Melissa bends over and wiggles her bottom, metaphorically speaking:

It’s not that yon chest-beating troglodytes are rejecting the smart women, dearies. It’s that none of us has any interest in having sex with you. We don’t care whether you’re looking for a woman who won’t challenge you, because we’re busy trying to find men who are smart, motivated, and sexy enough to keep up with us. And frankly, y’all just don’t rate.

Oh, really? And yet, it’s not the smart men who are complaining that they can’t get dates, haven’t gotten laid in years and are writing seven-part series in the New York Times about how they’ve all but given up on the notion that anyone wants to marry them. This statement is nothing but an echo of the classic Sisterhood dogma meant to provide solace for the rejected career woman.

The truth is that except for the golddigger and the desperate-for-attention, there is no one easier for an alpha male to nail on the first meeting than a self-professed smart, strong, independent woman. Her posturing, which is often done in the same dismissive tone that Melissa thoughtfully provides for us here, is primarily a contrarian invitation to conquer her. She snarls, bites and claws, always in the hope that the man is both capable of making her submit to him and interested in doing so. This is why women always focus on the challenge they offer; they are aroused by superior men capable of meeting that.

The man who understands this never lacks for women, of all levels of intelligence. Sex in the City once offered a good example of this, when Miranda complains how she is helplessly excited by an arrogant man she can’t otherwise stand.

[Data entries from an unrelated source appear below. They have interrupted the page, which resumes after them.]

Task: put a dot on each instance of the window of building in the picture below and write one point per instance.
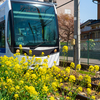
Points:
(8, 32)
(67, 11)
(2, 34)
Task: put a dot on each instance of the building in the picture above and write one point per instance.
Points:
(90, 30)
(66, 9)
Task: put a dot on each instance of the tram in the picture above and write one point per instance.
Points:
(32, 24)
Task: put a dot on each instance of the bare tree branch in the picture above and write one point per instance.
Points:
(66, 27)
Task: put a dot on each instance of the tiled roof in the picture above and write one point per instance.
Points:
(87, 22)
(94, 22)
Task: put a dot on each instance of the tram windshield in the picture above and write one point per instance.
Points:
(34, 24)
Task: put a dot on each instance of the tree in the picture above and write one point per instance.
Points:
(66, 27)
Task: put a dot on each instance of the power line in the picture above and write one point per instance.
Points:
(64, 4)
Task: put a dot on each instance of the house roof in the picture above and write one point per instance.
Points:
(87, 22)
(94, 22)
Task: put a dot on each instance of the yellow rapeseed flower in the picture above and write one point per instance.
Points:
(30, 52)
(89, 85)
(45, 89)
(42, 53)
(65, 49)
(72, 78)
(91, 68)
(67, 98)
(96, 68)
(16, 96)
(88, 91)
(48, 56)
(78, 67)
(79, 89)
(93, 97)
(72, 65)
(80, 77)
(52, 98)
(45, 61)
(20, 46)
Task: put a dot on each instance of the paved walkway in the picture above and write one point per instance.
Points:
(84, 60)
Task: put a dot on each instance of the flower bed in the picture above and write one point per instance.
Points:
(18, 82)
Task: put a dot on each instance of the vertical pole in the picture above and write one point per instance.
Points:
(77, 31)
(88, 52)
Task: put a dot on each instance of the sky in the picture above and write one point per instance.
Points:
(88, 10)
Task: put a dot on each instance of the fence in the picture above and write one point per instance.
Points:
(89, 52)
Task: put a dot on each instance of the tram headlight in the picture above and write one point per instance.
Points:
(17, 51)
(55, 50)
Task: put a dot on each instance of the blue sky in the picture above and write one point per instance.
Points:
(88, 10)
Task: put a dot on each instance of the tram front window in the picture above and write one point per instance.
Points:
(33, 24)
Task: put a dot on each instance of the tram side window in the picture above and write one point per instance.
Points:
(8, 33)
(2, 34)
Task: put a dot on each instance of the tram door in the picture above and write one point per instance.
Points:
(2, 37)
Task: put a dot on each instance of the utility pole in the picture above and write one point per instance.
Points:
(77, 31)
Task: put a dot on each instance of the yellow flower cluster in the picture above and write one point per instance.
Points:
(79, 89)
(17, 79)
(87, 79)
(65, 49)
(93, 68)
(72, 65)
(72, 78)
(78, 67)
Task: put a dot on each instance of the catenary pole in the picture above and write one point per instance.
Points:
(77, 31)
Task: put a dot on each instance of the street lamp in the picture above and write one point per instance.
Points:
(96, 1)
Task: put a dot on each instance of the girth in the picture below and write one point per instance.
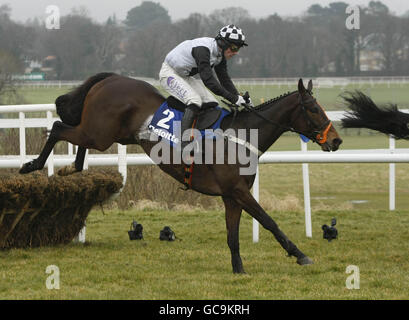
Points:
(207, 116)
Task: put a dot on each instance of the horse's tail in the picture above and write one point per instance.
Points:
(364, 113)
(69, 106)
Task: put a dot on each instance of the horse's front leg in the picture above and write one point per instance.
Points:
(233, 214)
(38, 164)
(244, 198)
(77, 166)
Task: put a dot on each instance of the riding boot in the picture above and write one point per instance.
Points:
(187, 122)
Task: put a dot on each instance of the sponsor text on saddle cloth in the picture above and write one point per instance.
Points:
(166, 124)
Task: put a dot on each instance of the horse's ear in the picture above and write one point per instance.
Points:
(301, 88)
(309, 88)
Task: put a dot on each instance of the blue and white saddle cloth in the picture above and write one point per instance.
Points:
(166, 124)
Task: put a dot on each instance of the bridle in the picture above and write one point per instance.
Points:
(318, 134)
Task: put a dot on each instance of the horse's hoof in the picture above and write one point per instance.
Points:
(304, 261)
(28, 167)
(239, 271)
(67, 170)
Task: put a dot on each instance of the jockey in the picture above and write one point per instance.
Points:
(188, 70)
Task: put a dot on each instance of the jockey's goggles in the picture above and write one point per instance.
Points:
(234, 48)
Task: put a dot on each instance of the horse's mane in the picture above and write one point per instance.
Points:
(69, 106)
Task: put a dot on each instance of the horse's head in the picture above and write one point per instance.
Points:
(310, 120)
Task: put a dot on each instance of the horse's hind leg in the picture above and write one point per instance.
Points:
(77, 166)
(59, 131)
(246, 200)
(233, 214)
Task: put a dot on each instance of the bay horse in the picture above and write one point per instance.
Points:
(110, 108)
(365, 113)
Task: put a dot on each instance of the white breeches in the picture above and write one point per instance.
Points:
(189, 90)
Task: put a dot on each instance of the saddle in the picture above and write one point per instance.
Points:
(207, 116)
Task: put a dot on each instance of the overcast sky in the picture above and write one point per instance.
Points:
(100, 10)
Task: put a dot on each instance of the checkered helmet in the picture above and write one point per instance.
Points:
(232, 34)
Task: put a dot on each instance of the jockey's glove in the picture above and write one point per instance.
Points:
(240, 101)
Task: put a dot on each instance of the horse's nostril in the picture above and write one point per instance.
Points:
(336, 143)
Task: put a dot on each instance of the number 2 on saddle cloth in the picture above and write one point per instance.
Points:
(166, 125)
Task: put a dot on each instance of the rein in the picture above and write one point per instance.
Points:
(319, 135)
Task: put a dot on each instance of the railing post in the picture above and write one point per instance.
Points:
(51, 156)
(307, 200)
(256, 196)
(391, 176)
(22, 134)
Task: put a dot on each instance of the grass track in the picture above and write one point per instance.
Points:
(198, 266)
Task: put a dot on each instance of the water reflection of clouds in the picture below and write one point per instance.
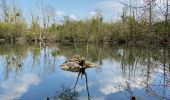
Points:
(110, 79)
(16, 88)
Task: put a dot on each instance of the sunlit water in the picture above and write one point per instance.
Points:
(32, 72)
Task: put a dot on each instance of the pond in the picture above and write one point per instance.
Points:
(32, 72)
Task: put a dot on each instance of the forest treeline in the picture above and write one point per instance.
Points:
(138, 24)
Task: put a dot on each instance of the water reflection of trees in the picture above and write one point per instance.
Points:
(147, 59)
(151, 61)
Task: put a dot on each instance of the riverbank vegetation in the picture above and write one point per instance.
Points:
(138, 24)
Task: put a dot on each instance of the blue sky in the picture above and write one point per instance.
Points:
(77, 9)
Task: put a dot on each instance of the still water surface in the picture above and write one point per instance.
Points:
(32, 72)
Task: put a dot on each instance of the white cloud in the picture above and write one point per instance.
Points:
(93, 13)
(60, 13)
(73, 17)
(14, 90)
(109, 5)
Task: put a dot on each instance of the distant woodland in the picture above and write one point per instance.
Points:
(148, 22)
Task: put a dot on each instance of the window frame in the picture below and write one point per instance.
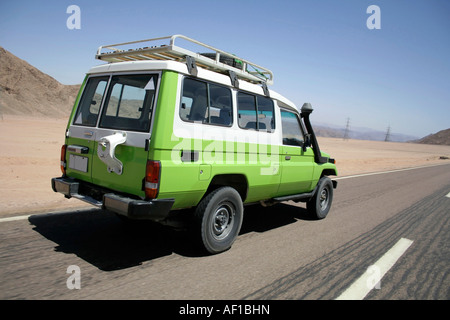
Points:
(300, 124)
(208, 101)
(255, 99)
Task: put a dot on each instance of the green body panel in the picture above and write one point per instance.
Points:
(85, 176)
(134, 161)
(74, 109)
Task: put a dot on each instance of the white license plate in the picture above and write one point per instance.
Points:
(78, 163)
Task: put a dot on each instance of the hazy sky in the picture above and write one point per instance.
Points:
(320, 51)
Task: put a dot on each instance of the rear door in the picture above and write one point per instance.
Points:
(82, 131)
(126, 109)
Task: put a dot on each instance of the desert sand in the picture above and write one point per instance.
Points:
(30, 152)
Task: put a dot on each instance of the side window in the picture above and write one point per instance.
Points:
(129, 102)
(247, 111)
(255, 112)
(292, 131)
(90, 101)
(206, 102)
(266, 120)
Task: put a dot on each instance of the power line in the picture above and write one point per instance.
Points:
(388, 134)
(347, 129)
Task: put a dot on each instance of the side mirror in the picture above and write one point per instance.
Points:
(307, 142)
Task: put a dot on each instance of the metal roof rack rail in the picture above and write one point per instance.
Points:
(217, 60)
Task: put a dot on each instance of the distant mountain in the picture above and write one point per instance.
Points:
(359, 133)
(442, 137)
(24, 90)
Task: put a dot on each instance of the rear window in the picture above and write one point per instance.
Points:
(129, 102)
(90, 102)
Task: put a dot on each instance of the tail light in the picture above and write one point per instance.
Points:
(152, 176)
(63, 159)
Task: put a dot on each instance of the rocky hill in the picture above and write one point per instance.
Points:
(442, 137)
(24, 90)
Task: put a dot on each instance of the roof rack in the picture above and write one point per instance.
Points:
(218, 60)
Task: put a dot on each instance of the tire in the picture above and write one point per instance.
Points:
(320, 203)
(219, 218)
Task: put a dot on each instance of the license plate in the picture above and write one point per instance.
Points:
(78, 163)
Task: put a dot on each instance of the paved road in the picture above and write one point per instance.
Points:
(280, 253)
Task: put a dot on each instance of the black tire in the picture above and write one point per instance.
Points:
(320, 203)
(219, 218)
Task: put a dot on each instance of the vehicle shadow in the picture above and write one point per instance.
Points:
(107, 242)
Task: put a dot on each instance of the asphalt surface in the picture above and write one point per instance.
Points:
(280, 253)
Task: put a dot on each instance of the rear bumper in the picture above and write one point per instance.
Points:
(156, 209)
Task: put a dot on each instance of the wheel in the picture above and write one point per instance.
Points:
(320, 203)
(219, 218)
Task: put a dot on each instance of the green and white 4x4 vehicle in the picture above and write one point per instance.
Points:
(162, 128)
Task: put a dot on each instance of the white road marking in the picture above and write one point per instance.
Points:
(390, 171)
(14, 218)
(372, 277)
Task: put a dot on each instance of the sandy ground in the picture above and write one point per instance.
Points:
(30, 152)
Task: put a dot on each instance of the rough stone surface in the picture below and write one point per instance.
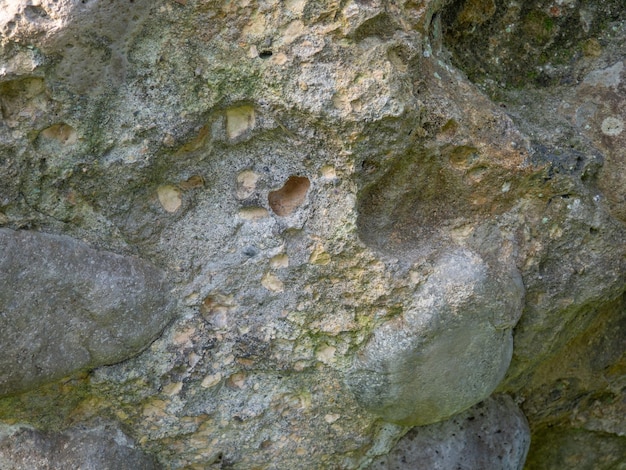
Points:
(462, 317)
(100, 447)
(308, 174)
(65, 307)
(493, 434)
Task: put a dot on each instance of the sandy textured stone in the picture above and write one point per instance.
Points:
(365, 196)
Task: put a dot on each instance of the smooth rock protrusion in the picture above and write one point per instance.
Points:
(66, 307)
(100, 447)
(449, 351)
(491, 435)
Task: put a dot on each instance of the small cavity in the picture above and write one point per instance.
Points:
(291, 196)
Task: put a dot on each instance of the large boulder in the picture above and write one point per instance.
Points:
(65, 307)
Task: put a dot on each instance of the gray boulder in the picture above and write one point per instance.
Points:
(493, 435)
(66, 307)
(449, 351)
(101, 447)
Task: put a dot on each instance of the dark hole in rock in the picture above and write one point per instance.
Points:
(288, 198)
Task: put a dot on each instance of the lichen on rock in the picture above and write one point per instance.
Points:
(356, 217)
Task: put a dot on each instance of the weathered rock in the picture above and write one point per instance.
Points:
(309, 171)
(493, 434)
(65, 307)
(577, 448)
(100, 447)
(446, 353)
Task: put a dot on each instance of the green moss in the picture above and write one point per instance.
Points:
(48, 407)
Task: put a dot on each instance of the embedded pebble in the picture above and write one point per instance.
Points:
(272, 283)
(170, 197)
(612, 126)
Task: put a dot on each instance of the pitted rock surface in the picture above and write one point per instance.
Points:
(493, 434)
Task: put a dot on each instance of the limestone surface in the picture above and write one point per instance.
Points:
(97, 447)
(65, 307)
(493, 434)
(371, 215)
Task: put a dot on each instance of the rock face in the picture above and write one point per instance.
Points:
(371, 216)
(65, 307)
(462, 318)
(493, 434)
(100, 447)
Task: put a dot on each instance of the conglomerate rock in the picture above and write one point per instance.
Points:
(353, 227)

There is, after all, a reason that adult women are so much more fond of Gor novels than those telling tales of Cimmeria.

Alpha or otherwise, however, the wise man will avoid such challenging women in the interest of pursuing a harmonious relationship not subject to inherent stress and conflict. We are not all born wise, however, and some of us only come to wisdom after first experiencing a sufficient amount of foolishness.